Obviously the land use changes won't happen overnight, but if we don't start planning for them in stages they never will.
Also, I'd like to point out that those parking lots are never close to being full - perhaps some of the parcels could be combined to share lots. (In addition to a land use plan, the city should consider an asphalt reduction plan - many other places do this, it is basically like a "cap and trade" system for our overwhelming, unsustainable amount of asphalt parking lots)
Amity Small Business Owner (Guest)
Those parking lots are private property.It is none of your business if they are not always at capacity.
Let the DOT handle the situation.Just make sure the sharrows point the right way.
E
The circle does not have to be that big! I am posting a picture of what has happened in Gorham Maine which gets the same type of traffic as this intersection. The traffic identical statistics because Gorham is like Bethany and Portland is like New Haven....its the same reason for the type of buildup...business traffic. This road before used to get backed up for MILES!!!! Sometimes 10 miles in the morning for people getting to work. It was a mess. Well this one intersection brings together 2 "routes" into one using the same problems as we face on this intersection on Whalley.

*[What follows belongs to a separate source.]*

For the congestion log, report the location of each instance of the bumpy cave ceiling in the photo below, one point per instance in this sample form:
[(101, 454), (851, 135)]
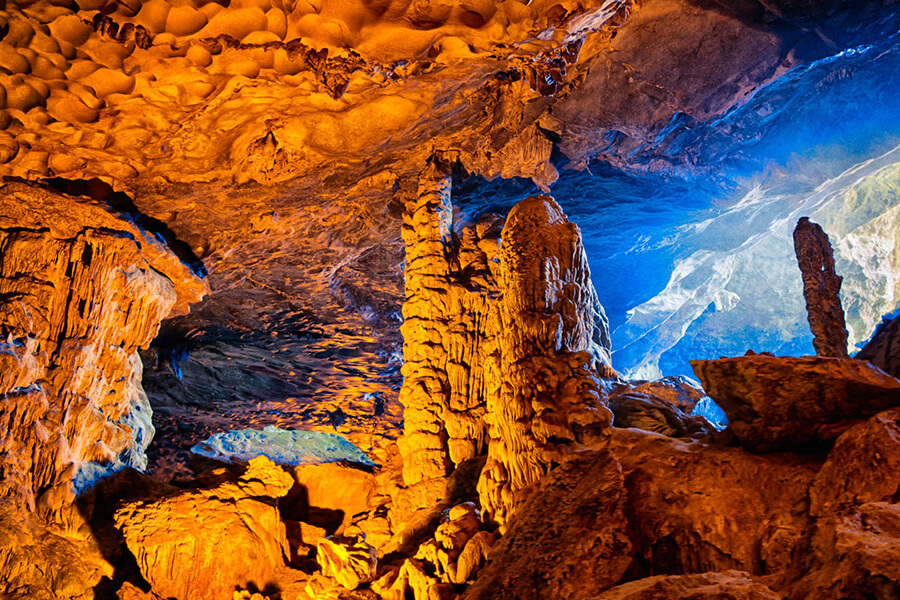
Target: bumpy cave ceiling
[(278, 139)]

Here is their solution and it WORKS! You will note that the intersection is not that big at all! They did 3 of these along this same road where several different routes cascade into one....they are all about 2 miles apart.
GregL
to the amity small business owner:
i didn't open this issue as an assault on anyone's property rights. but i do believe that the health and safety of our neighborhoods is absolutely everybody's business.
if traffic was able to flow through at a steady rate, more calmly, people wouldn't be in such a rush to speed past your small business, and would be more inclined to stop in if the intersection didn't have such long lights to sit and grumble at.
and if traffic was calmer, people would be more likely to walk or bike to all of the surrounding businesses instead of driving from one parking lot to another. increased foot traffic leads to increased business.
(it bears mentioning that increased foot traffic also leads to healthier human beings because you are no longer driving everywhere)
i opened this issue because i travel through several traffic circles every time i visit my parents in cape cod, and the one in the center of hyannis, MA connects several small businesses to a steady stream of traffic, and it makes it easier to get to them. it also looks lovely with a small patch of grass and flowers in the center. it looks to me to be about the same amount of space as this intersection has.
juli
aah, i actually said all of that, but gregL was still logged into this computer.
sorry for the mix-up
-juli
Mark
Juli makes excellent points that this needs to be carefully evaluated from an economic standpoint -- not just a traffic flow issue, as our engineers have been doing for the past 50 years.